Before coming to these questions, the issue of sovereignty may be dealt with briefly. It’s being pointed out that the uncalled for role of Saudi government has dented Pakistan’s sovereignty. That it was a blatant interference in the internal affairs of Pakistan and that too at the behest of Pakistani government. For one, if it is at the behest of Pakistani government, it’s no interference, then. But, is that so simple? In case of Kingdom of Saudi Arabia, where there is no constitution or higher law and where the will of the rulers is the law of the land, it may have been so simple and a non-issue. Not for us in Pakistan. We have a constitution here. No matter how imperfectly it is implemented, it is there, and dictators too ultimately come to it to take refuge and salvage their ships.

What is sovereignty? Generally, it is exercise of authority by a government of an independent state free from external control. Without going into the details of this handy definition, it may be asserted that both Pakistan and Saudi Arabia are independent states. As far as the exercising of their authority is concerned, it is determined by the law of the land. Or by tradition as is the case with Saudi Arabia where authority is exercised by the royal family. Their authority is absolute in that no law defines or limits it. But in case of Pakistan, the rulers in government derive their authority from the Constitution. It defines and limits their powers. The rulers in Pakistan, whatever is their brand, have no absolute authority.

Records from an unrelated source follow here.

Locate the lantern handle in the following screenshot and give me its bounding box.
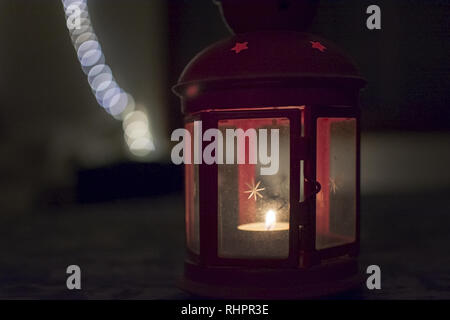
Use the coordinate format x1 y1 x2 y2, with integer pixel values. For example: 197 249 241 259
305 178 322 200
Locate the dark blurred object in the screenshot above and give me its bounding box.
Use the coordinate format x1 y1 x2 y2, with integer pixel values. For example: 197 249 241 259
215 0 319 33
77 162 183 203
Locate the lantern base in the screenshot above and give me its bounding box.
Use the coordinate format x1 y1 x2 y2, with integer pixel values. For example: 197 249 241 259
179 257 362 299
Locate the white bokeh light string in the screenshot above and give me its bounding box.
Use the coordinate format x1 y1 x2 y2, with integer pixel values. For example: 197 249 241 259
62 0 155 157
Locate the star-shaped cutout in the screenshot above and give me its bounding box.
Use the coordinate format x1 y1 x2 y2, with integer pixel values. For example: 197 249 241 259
310 41 327 52
231 41 248 53
244 181 266 201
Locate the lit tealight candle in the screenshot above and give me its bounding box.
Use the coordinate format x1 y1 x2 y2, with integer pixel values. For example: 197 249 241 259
238 210 289 231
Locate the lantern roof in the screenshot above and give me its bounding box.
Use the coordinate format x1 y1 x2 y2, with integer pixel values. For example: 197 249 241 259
174 31 365 98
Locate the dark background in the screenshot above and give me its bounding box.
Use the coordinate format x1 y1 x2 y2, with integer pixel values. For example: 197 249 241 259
0 0 450 299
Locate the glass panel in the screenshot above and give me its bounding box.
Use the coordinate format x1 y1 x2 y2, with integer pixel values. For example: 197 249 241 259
218 118 290 259
183 122 200 254
316 118 356 250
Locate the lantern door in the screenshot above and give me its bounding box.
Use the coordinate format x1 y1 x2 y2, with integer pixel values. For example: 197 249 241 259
192 107 306 266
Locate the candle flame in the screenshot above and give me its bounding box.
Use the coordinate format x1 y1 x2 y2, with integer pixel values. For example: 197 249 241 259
266 210 277 230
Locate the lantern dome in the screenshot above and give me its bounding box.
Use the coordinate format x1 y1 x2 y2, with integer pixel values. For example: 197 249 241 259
174 31 365 99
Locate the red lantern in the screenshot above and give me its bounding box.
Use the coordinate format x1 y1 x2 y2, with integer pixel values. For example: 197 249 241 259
174 0 365 298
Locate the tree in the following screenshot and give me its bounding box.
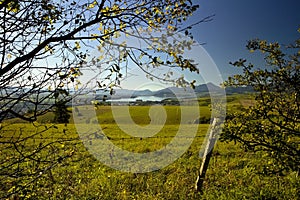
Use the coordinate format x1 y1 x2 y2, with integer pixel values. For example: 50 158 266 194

Hence, for Pakistan the issue of sovereignty is the issue of the supremacy of the Constitution. If the government abrogates the Constitution, the sovereignty will be lost to the whims of the rulers. Thus, the Constitution of Pakistan provides us with a point of reference to see whether in his case of kidnapping/deporting to Saudi Arabia the sovereignty of Pakistan was staked or not.

No sane person would allow himself to disbelieve that a certain citizen of Pakistan was allowed to be kidnapped/deported to another country. Of course, to achieve its ulterior motives Pakistani government acted very enthusiastically. Leave aside the intricacies of sovereignty’s definition; it is evident that the sovereignty of Pakistan was challenged by the country’s own government when it defied the orders of the highest court and violated the Constitution of the country. Not only that, it invited another government to do the same.

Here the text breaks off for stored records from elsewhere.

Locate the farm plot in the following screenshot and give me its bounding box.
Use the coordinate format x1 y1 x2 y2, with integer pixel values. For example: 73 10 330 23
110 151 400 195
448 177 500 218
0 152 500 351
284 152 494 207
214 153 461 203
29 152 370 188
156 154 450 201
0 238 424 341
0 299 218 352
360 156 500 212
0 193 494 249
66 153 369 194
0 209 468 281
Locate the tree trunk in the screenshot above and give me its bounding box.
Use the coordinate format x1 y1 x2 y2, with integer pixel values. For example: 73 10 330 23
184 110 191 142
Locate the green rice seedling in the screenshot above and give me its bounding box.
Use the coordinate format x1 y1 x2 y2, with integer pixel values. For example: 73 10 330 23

Once again, whatever is the status of that deal of his – was it supreme to the Constitution of Pakistan? Firstly, is that deal so overriding that in order to fulfill the demands of that deal the officials of another country are free to take back a citizen of Pakistan to their country about whom the Supreme Court of Pakistan had already made a seven-member judgment to let him come and remain in Pakistan? Is that deal based on such an international law that abrogates the higher laws of independent states and allows taking back of citizens of a country by any country even in the absence of mutual extradition treaties?

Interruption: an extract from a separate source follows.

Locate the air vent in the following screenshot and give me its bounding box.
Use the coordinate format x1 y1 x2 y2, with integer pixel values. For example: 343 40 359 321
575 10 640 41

Secondly, does that deal give any legal, constitutional leverage to the government of Pakistan to let another country to take back its citizens without having their consents or without fulfilling the legal requirements while no mutual extradition treaty is in force? No, simply not. In Pakistan the supreme law is its Constitution. Legally speaking, no deal, agreement, or contract can be made which is directly or indirectly violative of the provisions of the Constitution and fundamental rights ensured in it. Its violation means the violation of Pakistan’s sovereignty. But how unfortunate that the deal that Nawaz Sharif and brother reached has been made so sacred that to save it the government of Pakistan has staked everything, be it the Supreme Court’s judgment, Constitution of the country, or the sovereignty of Pakistan! Isn’t Pakistan heading to be another Kingdom of Saudi Arabia?


Dr. Khalil Ahmad is associated with Alternate Solutions Institute, Pakistan’s first free market think-tank

This article appeared in The Frontier Post on November 06, 2007.